6 Beyond these actions, it is important that countries undertake adequate surveillance and risk assessments. The Group may wish to task international organisations to work with countries or regional entities to initiate this development. Detection of AMR through surveillance and risk assessments can enable a timely and appropriate response to be mounted at both country- and global-level. The contamination of the environment with AMR bacteria is an increasing concern; however, there is currently no consistent methodology to monitor the levels of AMR in various natural environments and in sewage.
This is an area of work that the Group can advocate for at 3 levels:
(a) There is a need to further develop and implement international guidelines, to harmonise laboratory methodology, data collection, analysis, and reporting approach across the different sectors, especially in the food, aquaculture and environmental sectors.
(b) It will be important to build and strengthen the technical capabilities of countries to implement these international guidelines.
(c) There is also merit in promoting active sharing of relevant AMR surveillance and risk assessment data to promote collaboration to support efforts to tackle AMR.
7 To make progress in these areas, it is also crucial to take a multilateral approach when addressing AMR. Such multilateral frameworks are particularly important for small states such as Singapore, to maintain urgency, political momentum and visibility of the AMR challenge at the international level, and to continue to put AMR high on the global stage. We were happy to have joined the collective political declaration on combatting AMR at the UN General Assembly in New York in September 2016, and are supportive of the 'One Health' approach, including the Tripartite collaboration between WHO, OIE and FAO and other UN agencies. Moving forward, we urge the Tripartite Plus organizations to continue to put a key focus on AMR, engage relevant stakeholders, and help support countries in their efforts to address AMR. For example, at CODEX, countries have been negotiating guidelines on antimicrobial use is important to speed up our efforts to reach an early conclusion of the Code of Practice to Minimize and Contain AMR so that it can be adopted and serve as guidance for stakeholders in their efforts to combat AMR.
8 At the regional level, countries are also making efforts to address AMR. For example, Singapore is the Lead Country for coordinating AMR efforts in the livestock and aquaculture sectors in ASEAN and has endeavored to achieve this through various capability building programmes as well as consultation workshops to formulate 5-year regional plans of action on AMR. We have also worked with FAO on capability building programmes to strengthen AMR efforts in the region and organized a FAO-OIECoordination Meeting of leading AMR institutions in Asia and the Pacific.Together, all these regional efforts can add up and mutually reinforce efforts undertaken at the international and national levels.

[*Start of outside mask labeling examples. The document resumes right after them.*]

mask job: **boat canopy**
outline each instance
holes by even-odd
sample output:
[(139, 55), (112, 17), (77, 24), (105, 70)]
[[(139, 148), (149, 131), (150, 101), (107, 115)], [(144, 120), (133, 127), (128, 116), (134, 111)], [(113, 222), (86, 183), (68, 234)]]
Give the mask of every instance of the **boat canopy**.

9 Finally, as we seek to strengthen our efforts to combat AMR, we also need to regularly take stock to ensure that we are on the right track. This can be done by monitoring progress we have made, identifying potential gaps, highlighting new issues that warrant further attention, as well as sharing good practices and experiences with each other, based on a universal standard and definition for reporting to provide a more accurate assessment on gaps globally.
10 Singapore stands in support of the international community on combating AMR and I look forward to making contribution through the Global Leaders Group.